The submarkets around the Port of Houston were the weakest in the Houston area from 2005 to 2014. A number of developers built millions of square feet of buildings on the promise that Houston’s Port infrastructure development around the container handling facilities and the widening of the Panama Canal would drive demand. While some success was achieved in that area, true growth in new construction and increasing rental rates has been fairly recent. The main impetus for this growth has been the increased output of the petrochemical plants – both in chemicals and plastic resin. The abundant energy source from the domestic oil and gas shale plays around the United States led to over $50 billion in new plant investment. Now that the expanded production capability is online, logistics providers have taken down almost all new industrial space that has been built in the Port submarkets at rental rates that have provided very solid returns to developers that built speculative buildings to meet this new demand.
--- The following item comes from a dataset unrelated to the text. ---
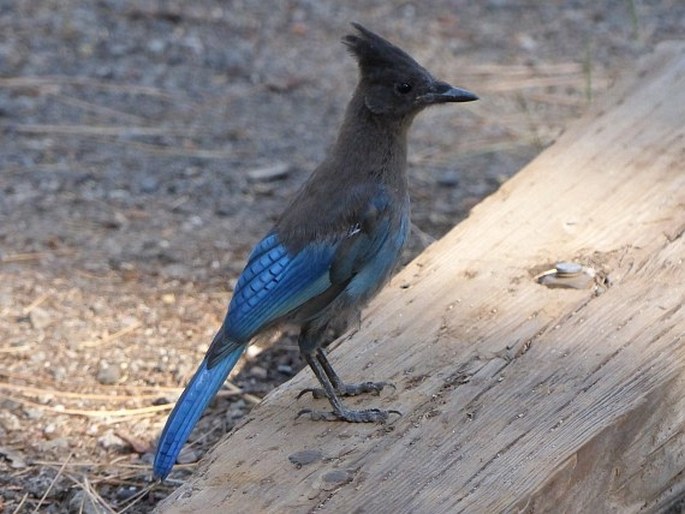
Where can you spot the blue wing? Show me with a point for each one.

Also tied to the Port of Houston is continued growth in container traffic, with consumer products companies such as Wal-Mart, Home Depot and Ikea making significant investments and also considering additional real estate commitments.
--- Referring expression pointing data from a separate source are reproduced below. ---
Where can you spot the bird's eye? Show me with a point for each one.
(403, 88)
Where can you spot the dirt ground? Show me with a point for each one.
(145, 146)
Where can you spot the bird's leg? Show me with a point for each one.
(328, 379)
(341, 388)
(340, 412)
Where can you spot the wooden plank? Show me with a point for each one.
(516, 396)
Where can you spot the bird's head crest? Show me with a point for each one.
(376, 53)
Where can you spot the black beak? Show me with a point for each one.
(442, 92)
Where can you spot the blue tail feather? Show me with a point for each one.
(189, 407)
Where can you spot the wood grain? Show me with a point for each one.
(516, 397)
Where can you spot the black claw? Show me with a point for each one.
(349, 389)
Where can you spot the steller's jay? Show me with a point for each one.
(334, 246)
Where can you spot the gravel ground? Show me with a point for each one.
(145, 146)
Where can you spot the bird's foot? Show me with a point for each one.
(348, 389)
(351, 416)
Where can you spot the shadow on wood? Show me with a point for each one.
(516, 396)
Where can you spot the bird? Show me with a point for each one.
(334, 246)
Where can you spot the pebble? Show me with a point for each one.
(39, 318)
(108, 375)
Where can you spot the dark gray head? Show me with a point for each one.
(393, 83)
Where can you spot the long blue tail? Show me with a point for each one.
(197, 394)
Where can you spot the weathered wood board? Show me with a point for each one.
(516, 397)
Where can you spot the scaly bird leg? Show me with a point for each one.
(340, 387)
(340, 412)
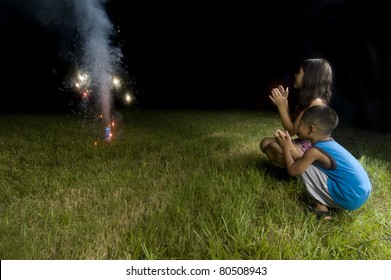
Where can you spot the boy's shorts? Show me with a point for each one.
(315, 182)
(302, 143)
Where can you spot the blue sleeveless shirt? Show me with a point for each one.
(348, 183)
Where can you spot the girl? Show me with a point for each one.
(314, 80)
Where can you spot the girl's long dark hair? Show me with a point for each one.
(317, 83)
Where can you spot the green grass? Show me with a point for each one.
(179, 184)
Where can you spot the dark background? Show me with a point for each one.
(205, 55)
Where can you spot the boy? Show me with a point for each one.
(332, 175)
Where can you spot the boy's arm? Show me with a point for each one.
(297, 167)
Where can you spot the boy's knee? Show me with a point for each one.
(264, 144)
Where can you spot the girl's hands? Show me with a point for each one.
(283, 139)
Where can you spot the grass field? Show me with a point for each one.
(175, 184)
Certainly, there are many promising statistics that speak to the overall strength of the Houston industrial market. In spite of tepid economic growth over the past 3 years, industrial absorption rates has remained steady as new construction has declined across the region. Houston continues to be a market leader in high 95%+ occupancy rates and in stability of rental rates.
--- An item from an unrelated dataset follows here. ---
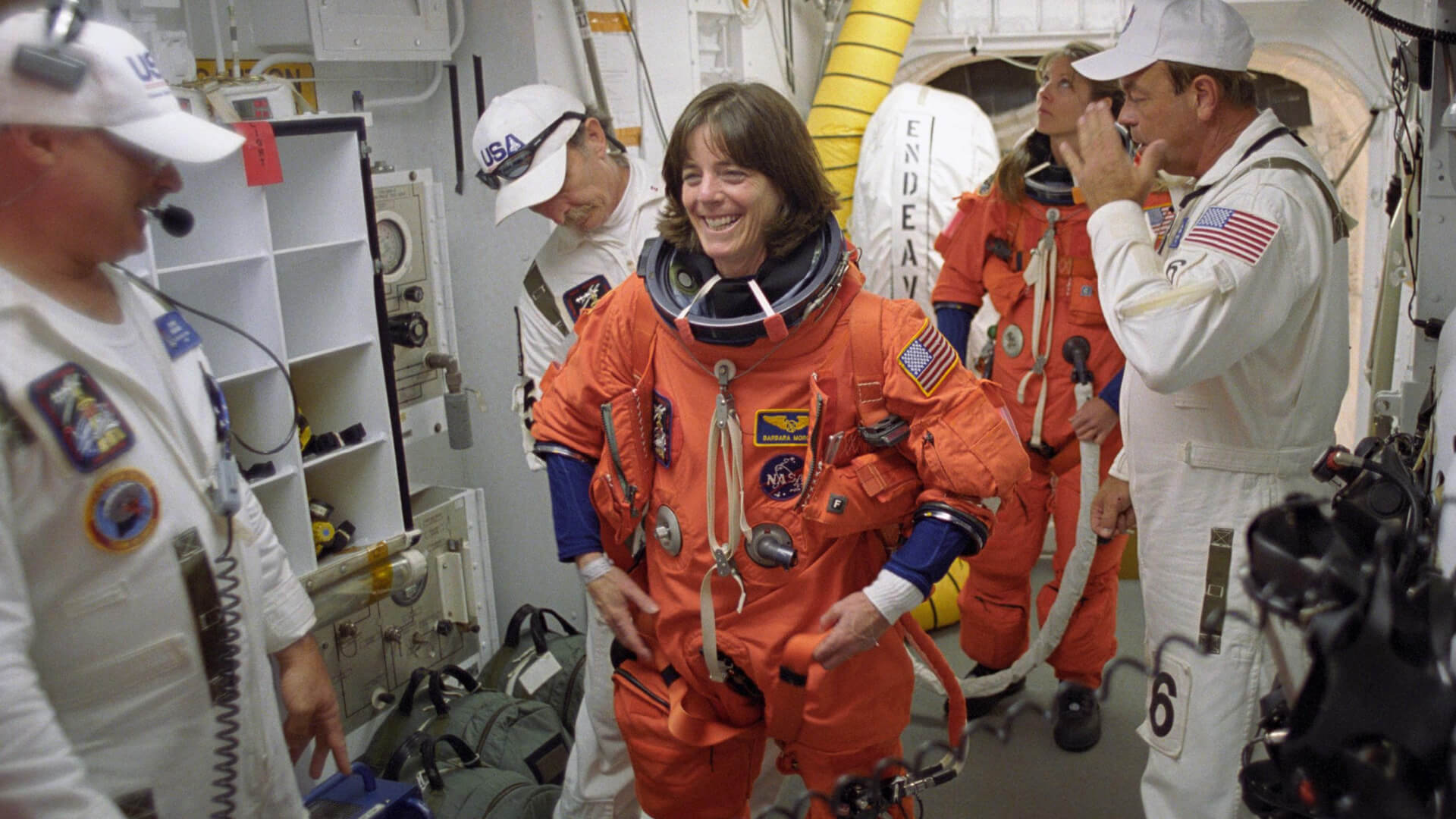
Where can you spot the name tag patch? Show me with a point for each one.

Even with remaining uncertainty in the oil and gas sector of the economy, Houston’s industrial market has shown a resilient ability to adapt to continually evolving economic forces. Looking into the future, we see continued disruption and growth in the e-commerce arena, increasing use of the Port of Houston infrastructure to handle inbound containerized consumer goods and outbound raw material shipments, natural population growth and in-bound migration that will drive increased consumer spending and eventual stabilization of the global oil and gas economy. Mainly, as has been proven for almost 180 years of Houston economic history, the economy will adapt to changing market forces and intelligent investors, whether industrial developers, private investors, or entrepreneurs that drive economic growth will benefit by making the right bet on Houston’s resiliency.

Vacancy & Availability

Houston’s average industrial vacancy rate increased 10 basis points from 5.3% to 5.4% over the quarter. At the end of the fourth quarter, Houston had 28.1M SF of vacant industrial space for direct lease and an additional 1.6M SF of vacant sublease space. Among the major industrial corridors, the Northeast Corridor has the lowest vacancy rate at 3.0%, followed by the South Corridor at 3.5% and the Southeast Corridor at 4.2%. The largest percentage of vacant space is located in the North Corridor which has a 7.7% vacancy rate.

Leasing Activity

Houston’s industrial leasing activity increased 11.8% over the quarter from 5.0M SF in Q3 2017 to 5.6M SF in Q4 2017. Total 2017 leasing activity which includes renewals reached 23.7M SF. Most of the transactions consisted of leases for 50,000 SF or less, but there were several larger deals that occurred.

Under Construction

Currently 6.4M SF of industrial space is under construction in Houston and 29.3% is pre-leased. Only 3.4% of the 4.6M SF of spec space under construction is pre-leased at this time. The largest project under construction is a 673,785-SF spec distribution warehouse located in the Northwest Outliers submarket.